Tant’è che a giugno erano circa 17000 (secondo le stime del Ministero) le persone che avevano richiesto il bonus da 600 euro e che erano altresì in scadenza di contratto: a questi è riconosciuto un ulteriore bonus di 800 euro, erogato con un nuovo decreto rivolto a “lavoratori impiegati con rapporti di collaborazione presso il Coni, il Comitato Italiano Paralimpico, le federazioni sportive nazionali, le discipline sportive associate, gli enti di promozione sportiva riconosciuti dal Coni e dal Cip, le società e associazioni sportive dilettantistiche, che, a causa dell’emergenza Covid, hanno dovuto cessare, ridurre o sospendere la propria attività. Per contratti cessati si intendono anche tutti i rapporti di collaborazione scaduti alla data del 31 maggio 2020 e non rinnovati“.

E non trattiamo il tema dei “rimborsi spese” non tracciati, perché si aprirebbe un mondo parallelo nel quale è sostanzialmente impossibile districarsi: la stessa Agenzia delle Entrate ha riconosciuto in diverse migliaia le persone che avevano dichiarato una cifra diversa da quella che risulta al Fisco, motivo che ha impedito la facile erogazione di parecchi bonus, già in primavera.
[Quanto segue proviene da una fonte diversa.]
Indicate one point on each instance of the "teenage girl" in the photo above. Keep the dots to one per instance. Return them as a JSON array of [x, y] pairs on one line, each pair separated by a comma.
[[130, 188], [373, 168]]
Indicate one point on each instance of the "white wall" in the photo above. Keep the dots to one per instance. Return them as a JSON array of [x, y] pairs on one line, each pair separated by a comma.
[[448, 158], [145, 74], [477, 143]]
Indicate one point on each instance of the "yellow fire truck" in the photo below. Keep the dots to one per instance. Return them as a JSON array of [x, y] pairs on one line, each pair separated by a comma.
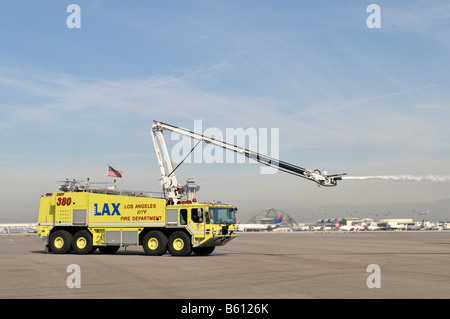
[[82, 218], [106, 219]]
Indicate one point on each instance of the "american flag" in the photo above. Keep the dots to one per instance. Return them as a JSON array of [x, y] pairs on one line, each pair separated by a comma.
[[113, 172]]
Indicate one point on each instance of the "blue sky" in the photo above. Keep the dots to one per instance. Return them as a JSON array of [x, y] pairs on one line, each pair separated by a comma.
[[345, 98]]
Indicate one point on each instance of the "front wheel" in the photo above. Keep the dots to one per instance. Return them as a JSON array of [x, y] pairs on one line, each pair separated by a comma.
[[179, 244], [82, 242], [154, 243], [60, 242]]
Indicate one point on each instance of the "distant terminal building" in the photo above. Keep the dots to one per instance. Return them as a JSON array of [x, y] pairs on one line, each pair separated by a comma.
[[269, 216], [394, 223]]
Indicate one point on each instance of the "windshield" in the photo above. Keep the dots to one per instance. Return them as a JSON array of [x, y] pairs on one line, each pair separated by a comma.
[[221, 215]]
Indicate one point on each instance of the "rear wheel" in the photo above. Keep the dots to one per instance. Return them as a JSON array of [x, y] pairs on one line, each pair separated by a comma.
[[60, 242], [179, 244], [155, 243], [82, 242]]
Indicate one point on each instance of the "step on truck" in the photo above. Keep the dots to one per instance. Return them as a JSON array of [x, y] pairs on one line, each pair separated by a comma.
[[90, 219]]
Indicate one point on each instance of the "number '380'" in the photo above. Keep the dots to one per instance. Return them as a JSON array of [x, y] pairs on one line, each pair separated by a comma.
[[63, 201]]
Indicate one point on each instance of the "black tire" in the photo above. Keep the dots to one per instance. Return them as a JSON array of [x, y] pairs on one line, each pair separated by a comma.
[[203, 251], [155, 243], [179, 244], [82, 242], [60, 242], [108, 249]]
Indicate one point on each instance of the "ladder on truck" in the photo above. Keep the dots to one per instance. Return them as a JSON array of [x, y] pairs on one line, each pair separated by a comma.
[[170, 184]]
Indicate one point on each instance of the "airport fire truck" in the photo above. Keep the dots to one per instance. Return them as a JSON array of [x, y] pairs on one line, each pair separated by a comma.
[[82, 217]]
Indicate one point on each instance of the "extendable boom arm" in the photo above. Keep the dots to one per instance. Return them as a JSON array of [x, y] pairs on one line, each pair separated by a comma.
[[322, 179]]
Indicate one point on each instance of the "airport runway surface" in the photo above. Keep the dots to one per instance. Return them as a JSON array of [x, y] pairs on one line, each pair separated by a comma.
[[414, 264]]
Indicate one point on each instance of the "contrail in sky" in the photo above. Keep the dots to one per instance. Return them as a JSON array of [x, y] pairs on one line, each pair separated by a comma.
[[417, 178]]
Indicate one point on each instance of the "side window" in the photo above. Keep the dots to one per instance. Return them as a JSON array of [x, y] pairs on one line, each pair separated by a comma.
[[197, 215], [183, 216], [207, 219]]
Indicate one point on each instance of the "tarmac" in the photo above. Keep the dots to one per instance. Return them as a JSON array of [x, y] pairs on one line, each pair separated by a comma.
[[265, 265]]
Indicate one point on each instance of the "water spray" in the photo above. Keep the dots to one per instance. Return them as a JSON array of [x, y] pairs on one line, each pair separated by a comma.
[[416, 178]]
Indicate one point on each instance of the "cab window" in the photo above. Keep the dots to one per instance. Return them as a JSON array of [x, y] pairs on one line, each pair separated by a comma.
[[197, 215]]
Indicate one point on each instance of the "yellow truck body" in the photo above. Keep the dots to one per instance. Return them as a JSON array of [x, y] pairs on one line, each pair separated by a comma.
[[84, 221]]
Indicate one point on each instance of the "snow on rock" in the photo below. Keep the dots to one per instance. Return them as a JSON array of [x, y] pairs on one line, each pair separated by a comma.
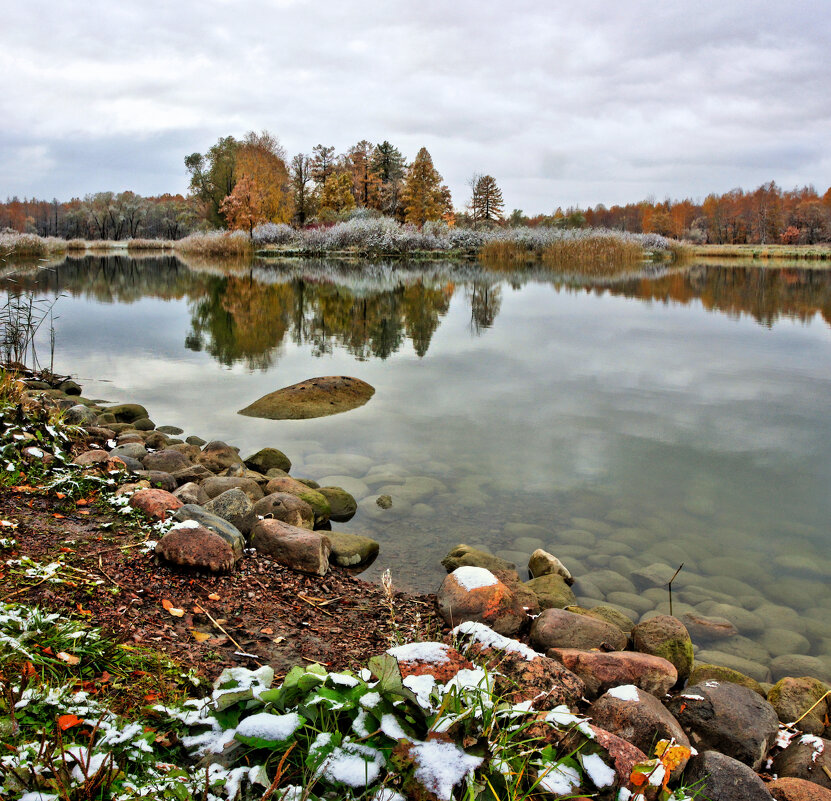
[[474, 578], [625, 692], [488, 638], [441, 765], [560, 780], [598, 771], [266, 726], [430, 652]]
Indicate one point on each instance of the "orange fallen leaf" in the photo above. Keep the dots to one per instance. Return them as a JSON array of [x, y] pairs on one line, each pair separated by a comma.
[[70, 659]]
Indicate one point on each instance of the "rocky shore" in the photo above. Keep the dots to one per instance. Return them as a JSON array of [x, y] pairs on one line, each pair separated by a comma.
[[666, 724]]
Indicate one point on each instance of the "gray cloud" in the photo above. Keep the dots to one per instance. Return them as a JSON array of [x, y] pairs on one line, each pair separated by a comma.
[[579, 103]]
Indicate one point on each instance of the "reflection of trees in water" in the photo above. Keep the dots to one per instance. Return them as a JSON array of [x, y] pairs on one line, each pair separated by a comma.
[[244, 313]]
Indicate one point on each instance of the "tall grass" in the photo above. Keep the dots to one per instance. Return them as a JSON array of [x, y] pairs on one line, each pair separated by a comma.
[[216, 243]]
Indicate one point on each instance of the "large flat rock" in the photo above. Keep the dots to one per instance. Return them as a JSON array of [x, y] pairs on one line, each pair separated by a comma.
[[315, 397]]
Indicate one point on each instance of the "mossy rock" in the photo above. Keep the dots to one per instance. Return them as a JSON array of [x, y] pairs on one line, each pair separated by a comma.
[[342, 504], [704, 671], [128, 412], [551, 591], [352, 550]]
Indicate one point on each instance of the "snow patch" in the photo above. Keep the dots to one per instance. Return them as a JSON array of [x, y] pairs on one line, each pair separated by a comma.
[[474, 578]]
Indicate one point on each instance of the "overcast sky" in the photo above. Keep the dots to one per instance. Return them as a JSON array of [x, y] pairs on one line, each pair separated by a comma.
[[596, 101]]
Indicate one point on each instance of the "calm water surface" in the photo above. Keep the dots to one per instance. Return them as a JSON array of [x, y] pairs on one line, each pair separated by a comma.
[[627, 428]]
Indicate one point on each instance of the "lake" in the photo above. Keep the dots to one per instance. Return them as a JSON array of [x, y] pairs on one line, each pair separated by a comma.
[[676, 416]]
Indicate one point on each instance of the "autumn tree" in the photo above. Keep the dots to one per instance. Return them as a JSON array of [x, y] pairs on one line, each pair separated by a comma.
[[212, 176], [486, 201], [424, 197]]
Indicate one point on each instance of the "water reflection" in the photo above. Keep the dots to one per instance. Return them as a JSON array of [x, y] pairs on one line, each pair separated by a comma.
[[244, 313]]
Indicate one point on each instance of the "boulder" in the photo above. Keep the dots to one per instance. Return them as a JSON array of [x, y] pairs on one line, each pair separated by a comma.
[[543, 563], [191, 493], [217, 456], [474, 593], [228, 531], [127, 412], [668, 638], [720, 778], [790, 789], [320, 506], [155, 503], [234, 506], [807, 757], [341, 504], [315, 397], [705, 672], [296, 548], [268, 458], [638, 717], [728, 718], [602, 671], [168, 461], [216, 485], [196, 547], [792, 698], [552, 591], [352, 550], [465, 556], [556, 628], [286, 507]]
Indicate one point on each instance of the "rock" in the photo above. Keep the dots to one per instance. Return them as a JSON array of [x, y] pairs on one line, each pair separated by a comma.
[[196, 547], [268, 458], [552, 591], [474, 593], [543, 563], [228, 531], [95, 456], [80, 415], [668, 638], [218, 484], [805, 758], [127, 412], [315, 397], [174, 430], [286, 507], [217, 456], [234, 506], [705, 628], [320, 506], [191, 493], [193, 473], [638, 717], [556, 628], [705, 672], [297, 548], [611, 615], [720, 778], [155, 503], [157, 479], [728, 718], [602, 671], [167, 461], [791, 698], [466, 556], [352, 550], [790, 789], [341, 504]]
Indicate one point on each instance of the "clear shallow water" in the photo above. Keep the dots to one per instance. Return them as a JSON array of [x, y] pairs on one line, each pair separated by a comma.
[[676, 418]]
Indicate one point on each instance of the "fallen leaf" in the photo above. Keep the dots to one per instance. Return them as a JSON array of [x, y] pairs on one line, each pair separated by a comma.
[[70, 659], [68, 721]]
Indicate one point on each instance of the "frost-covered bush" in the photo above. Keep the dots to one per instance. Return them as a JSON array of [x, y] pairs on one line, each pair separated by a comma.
[[273, 234]]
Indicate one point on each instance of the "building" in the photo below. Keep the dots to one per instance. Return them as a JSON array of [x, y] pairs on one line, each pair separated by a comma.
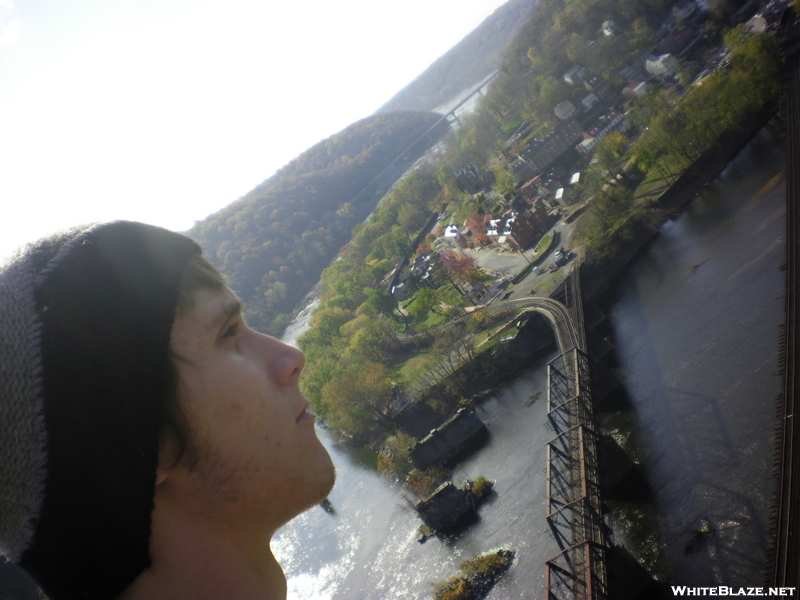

In secondo luogo, 600 euro a giugno e 800 in autunno: sono sufficienti a far vivere chi con lo Sport ci campa? E non si fa riferimento solo agli atleti, ma anche a tutte quelle professioni che supportano gli atleti: tecnici, medici, fisioterapisti, dirigenti a tempo pieno, collaboratori con varie mansioni.

Sempre sulla sua pagina facebook, il Ministro Vincenzo Spadafora giusto oggi ha anche aggiunto:
Mi vergogno da Ministro per come funzioni la burocrazia nel nostro Paese e per lo stesso fatto di doverlo ammettere. Il decreto Ristori è stato approvato il 29 ottobre e ad oggi le risorse non sono ancora nella disponibilità del Dipartimento per lo Sport affinché possa erogarle alle ASD e SSD che stanno soffrendo e rischiano di chiudere, forse per sempre. Sollecitiamo ogni giorno burocrati, che evidentemente non avvertono la drammaticità del momento e non sentono il peso delle loro (non) azioni, ad essere celeri negli adempimenti amministrativi che li competono. Ovviamente non bisogna generalizzare e la critica non è indistintamente per tutti ma di sicuro questi continui ritardi nell’erogazione di misure “emergenziali” sono un pessimo esempio e un pessimo servizio al Paese“.

Ognuno può trarne le conclusioni che ritiene più opportune.